[Nrg-l] PhD Proposal: Anukool Lakhina, Friday 9/16 10am MCS 135

Mark Crovella crovella at cs.bu.edu
Wed Sep 14 13:15:27 EDT 2005


Network-Wide Traffic Analysis: Methods and Applications 
Anukool Lakhina 
Ph.D Proposal Defense
Friday 9/16, 10am
MCS 135

Much of the work in network traffic analysis so far has focussed on
studying traffic volume (# bytes, # packets) on a single link in
isolation.  However, a wide range of problems faced by network operators
require analyzing multi-feature traffic (volume and packet
headers) and on multiple links simultaneously.  Examples of such
problems include traffic engineering, traffic matrix estimation, anomaly
detection, attack detection, and capacity planning.
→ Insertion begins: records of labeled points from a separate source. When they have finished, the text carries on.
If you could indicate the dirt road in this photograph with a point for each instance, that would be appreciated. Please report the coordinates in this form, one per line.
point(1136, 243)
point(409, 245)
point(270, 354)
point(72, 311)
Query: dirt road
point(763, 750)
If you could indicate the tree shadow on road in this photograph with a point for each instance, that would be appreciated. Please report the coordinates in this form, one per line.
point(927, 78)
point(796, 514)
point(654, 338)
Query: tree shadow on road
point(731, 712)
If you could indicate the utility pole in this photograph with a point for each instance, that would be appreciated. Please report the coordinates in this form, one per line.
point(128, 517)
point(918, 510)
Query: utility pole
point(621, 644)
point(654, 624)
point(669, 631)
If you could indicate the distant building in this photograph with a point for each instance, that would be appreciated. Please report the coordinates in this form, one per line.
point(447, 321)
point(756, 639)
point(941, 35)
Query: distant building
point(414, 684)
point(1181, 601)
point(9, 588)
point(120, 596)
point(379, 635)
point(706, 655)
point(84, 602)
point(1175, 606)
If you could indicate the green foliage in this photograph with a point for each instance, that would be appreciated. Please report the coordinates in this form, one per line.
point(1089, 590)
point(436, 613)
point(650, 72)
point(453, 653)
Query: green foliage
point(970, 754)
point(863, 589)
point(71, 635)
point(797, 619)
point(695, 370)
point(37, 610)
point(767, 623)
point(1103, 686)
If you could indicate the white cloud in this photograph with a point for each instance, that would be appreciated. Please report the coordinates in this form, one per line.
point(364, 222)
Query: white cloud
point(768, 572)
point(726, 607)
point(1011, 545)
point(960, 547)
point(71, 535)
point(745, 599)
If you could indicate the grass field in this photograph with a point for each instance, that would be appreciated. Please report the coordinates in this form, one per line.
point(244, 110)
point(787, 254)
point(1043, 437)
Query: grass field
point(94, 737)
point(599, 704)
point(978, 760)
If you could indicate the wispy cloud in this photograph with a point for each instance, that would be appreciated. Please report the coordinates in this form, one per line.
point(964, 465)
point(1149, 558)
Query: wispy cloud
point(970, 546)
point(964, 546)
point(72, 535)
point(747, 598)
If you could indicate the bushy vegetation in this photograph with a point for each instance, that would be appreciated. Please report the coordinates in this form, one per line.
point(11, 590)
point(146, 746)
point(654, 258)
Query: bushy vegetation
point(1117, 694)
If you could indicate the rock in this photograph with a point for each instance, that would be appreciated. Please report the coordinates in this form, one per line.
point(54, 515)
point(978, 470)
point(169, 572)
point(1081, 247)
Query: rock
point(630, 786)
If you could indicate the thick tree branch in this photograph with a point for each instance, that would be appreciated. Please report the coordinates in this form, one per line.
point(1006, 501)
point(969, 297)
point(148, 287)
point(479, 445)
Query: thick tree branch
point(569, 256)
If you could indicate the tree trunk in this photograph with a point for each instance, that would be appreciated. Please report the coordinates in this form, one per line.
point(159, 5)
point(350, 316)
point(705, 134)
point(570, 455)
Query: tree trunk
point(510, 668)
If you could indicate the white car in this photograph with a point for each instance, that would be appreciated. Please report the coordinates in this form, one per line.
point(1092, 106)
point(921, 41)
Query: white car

Unfortunately, network-wide traffic analysis -- studying the traffic on
all links simultaneously -- is difficult, exemplified by the fact that
modeling traffic on a single link is itself a complex task, and an
active area of research.  Even a moderate-sized network may carry
hundreds of traffic flows; the resulting set of traffic timeseries has
hundreds of dimensions.  Thus the central problem one confronts in
network-wide traffic analysis is the so-called "curse of
dimensionality."

A general strategy when confronted with such a high dimensional
structure is to seek accurate low-dimensional approximations that
preserve its important properties.  Following this strategy, I will show
that despite their apparent high dimensionality, the ensemble of traffic
flows in fact can be described accurately with a handful of dimensions.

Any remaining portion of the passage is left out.